What happens when Climate Action Week coincides with a record-breaking heatwave?
I had expected to be writing up some lessons learned from London Climate Action Week.
I’d enjoyed Reset Connect North in March, and was looking forward to the biggest southern version. I’d booked a few other events for extra networking and knowledge-gathering. A lot of talk, really, but with luck it’d be productive and informative talk.
But instead, I read the warnings of extreme heat and travel disruption, did an informal EHS risk assessment, and changed my plans. I wasn’t going any further than the shadiest corner of the garden.
The temperature there still topped 31 degrees, which was plenty for me.
Now, I don’t deal well with heat and humidity. If I had gone down the Great Wen, I’d have been sweaty, sleep-deprived and short-tempered – none of which are conducive to effective networking.
Sure, the conference venue was air-conditioned, but my borrowed bedroom wasn’t, and cross-London transport rarely improves my sense of wellness. Then there was the challenge of getting there and back on time, as LNER was telling passengers not to travel. And indeed, the trains back north were either cancelled or severely delayed as the temperature records for June were repeatedly broken.
We all know that other countries get much hotter. The UK’s problem is that our infrastructure, from rail to housing, just isn’t built for the extremes that come with an ever-hotter global climate.
But no, this isn’t “the new normal”. It’s only going to get worse until every nation acts to reach net zero emissions.
Stern lessons
I hadn’t registered for the LSE event on extreme heat governance which, to the wry amusement of many, was cancelled because of the extreme heat.
Some called that ironic but, in classical terms, it was really more tragic. Think of Cassandra, whose accurate warnings weren’t heeded by the Trojan powers-that-be.
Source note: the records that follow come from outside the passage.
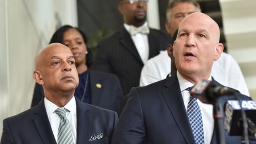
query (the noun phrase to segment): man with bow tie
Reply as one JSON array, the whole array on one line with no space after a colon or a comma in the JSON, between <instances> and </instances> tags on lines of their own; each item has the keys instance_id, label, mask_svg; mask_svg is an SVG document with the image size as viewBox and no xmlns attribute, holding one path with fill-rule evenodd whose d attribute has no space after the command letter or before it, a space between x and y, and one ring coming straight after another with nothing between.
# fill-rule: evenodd
<instances>
[{"instance_id":1,"label":"man with bow tie","mask_svg":"<svg viewBox=\"0 0 256 144\"><path fill-rule=\"evenodd\" d=\"M98 43L92 68L116 74L123 94L138 86L141 69L150 58L166 50L171 38L166 33L148 28L147 0L120 0L118 10L123 28Z\"/></svg>"}]
</instances>

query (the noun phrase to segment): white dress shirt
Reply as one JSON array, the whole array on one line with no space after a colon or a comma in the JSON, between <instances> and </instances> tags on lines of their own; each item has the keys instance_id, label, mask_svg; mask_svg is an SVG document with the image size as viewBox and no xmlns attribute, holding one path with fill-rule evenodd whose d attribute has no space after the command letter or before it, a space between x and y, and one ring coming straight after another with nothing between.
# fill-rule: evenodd
<instances>
[{"instance_id":1,"label":"white dress shirt","mask_svg":"<svg viewBox=\"0 0 256 144\"><path fill-rule=\"evenodd\" d=\"M57 142L58 129L60 123L60 118L54 111L59 107L45 97L44 102L51 127L55 140ZM76 103L74 97L64 106L64 108L69 111L66 111L66 115L71 124L74 143L76 143Z\"/></svg>"},{"instance_id":2,"label":"white dress shirt","mask_svg":"<svg viewBox=\"0 0 256 144\"><path fill-rule=\"evenodd\" d=\"M145 22L141 27L145 26L147 26L147 22L146 21ZM123 26L126 31L129 32L131 26L124 23ZM140 58L145 64L148 59L150 55L150 47L148 46L147 35L138 33L131 36L131 37L136 47L137 51L140 56Z\"/></svg>"},{"instance_id":3,"label":"white dress shirt","mask_svg":"<svg viewBox=\"0 0 256 144\"><path fill-rule=\"evenodd\" d=\"M167 50L160 51L158 55L149 59L144 65L140 75L140 86L145 86L163 80L170 72L170 58ZM223 85L238 90L249 96L249 90L239 65L229 54L223 53L214 62L211 76Z\"/></svg>"},{"instance_id":4,"label":"white dress shirt","mask_svg":"<svg viewBox=\"0 0 256 144\"><path fill-rule=\"evenodd\" d=\"M180 88L181 90L181 94L183 99L184 105L187 110L187 105L190 97L188 91L185 90L186 88L192 87L194 84L185 80L177 71L177 77L180 84ZM210 77L208 80L211 80L211 77ZM212 137L214 128L214 119L213 116L213 106L211 104L207 104L202 103L200 100L197 99L197 103L199 105L202 114L203 121L203 127L204 129L204 143L210 143Z\"/></svg>"}]
</instances>

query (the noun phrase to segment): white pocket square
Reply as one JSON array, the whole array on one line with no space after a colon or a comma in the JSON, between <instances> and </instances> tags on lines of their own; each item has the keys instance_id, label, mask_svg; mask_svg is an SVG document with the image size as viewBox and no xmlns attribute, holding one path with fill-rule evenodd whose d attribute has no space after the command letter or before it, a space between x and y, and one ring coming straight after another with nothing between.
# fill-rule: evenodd
<instances>
[{"instance_id":1,"label":"white pocket square","mask_svg":"<svg viewBox=\"0 0 256 144\"><path fill-rule=\"evenodd\" d=\"M103 133L99 134L98 135L95 135L94 134L92 135L91 138L89 139L90 141L92 141L96 139L101 139L103 138Z\"/></svg>"}]
</instances>

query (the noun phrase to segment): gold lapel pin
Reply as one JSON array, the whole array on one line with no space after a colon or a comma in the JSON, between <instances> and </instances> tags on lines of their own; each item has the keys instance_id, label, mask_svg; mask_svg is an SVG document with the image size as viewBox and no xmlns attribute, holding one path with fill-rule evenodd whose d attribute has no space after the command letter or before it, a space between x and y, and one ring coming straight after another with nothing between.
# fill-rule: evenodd
<instances>
[{"instance_id":1,"label":"gold lapel pin","mask_svg":"<svg viewBox=\"0 0 256 144\"><path fill-rule=\"evenodd\" d=\"M96 84L96 86L98 88L101 88L101 85L100 84L99 84L99 83Z\"/></svg>"}]
</instances>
The LSE event featured Nicholas Stern, author of the landmark review on the economics of climate change. Two decades ago, Stern showed that the costs of emissions reduction were at least an order of magnitude less than the costs of business as usual.
The details of that calculation has changed since 2006, of course. We’re now locked in to average heating of at least 1.5 degrees, and are paying the costs of that. On the brighter side, all the modelling shows that the cost of reaching net zero emissions on a timescale that should limit heating to 2 degrees or so will be a lot less expensive than originally thought.
The Climate Change Committee estimates an average net annual cost for the UK of just 0.2 per cent of GDP. That’s less than a tenth of military spending, or a rounding error in the national budget.
Action time and vision
As the nation sweated on the Wednesday of Climate Action Week, the CCC presented its annual report to Parliament on the UK’s progress on reducing emissions. I read it in my shady bower, and tried not to sweat too much.
The report is OK, but not exactly glowing. Westminster isn’t moving quickly enough in key areas, especially in supporting the electrification of domestic heating, transport and industry. Those are areas that could quickly reduce day-to-day costs for many.
Parliament also voted into law the seventh carbon budget, as recommended by the CCC. That sets a legally binding target for emissions over 2038-42. And yes, some reality-denying parties voted against it.
The target is 535 million tonnes of CO2e, including aviation and shipping, over the five years. That’s an average 107MT a year, an 87 per cent reduction from the 1990 levels used as a benchmark by the Climate Change Act.
I think it’s more useful to look at such targets in relation to current emissions. We’ve already cut territorial emissions by more than half since 1990, which is a decent start.
The total for 2024 was around 414Mt, so we have to cut that by about 75 per cent in the next 15 years.
That is achievable. There’s a wealth of modelling by the CCC, Energy Systems Catapult and others setting out how it can be done. The main thing needed is political will.
The extreme heat during London Climate Action Week should at least have helped focus minds on the problem. We need emissions reduction as mitigation, and we urgently need investment in adaptation.
It’s not too hot for climate action. But it is too late to just be talking about it.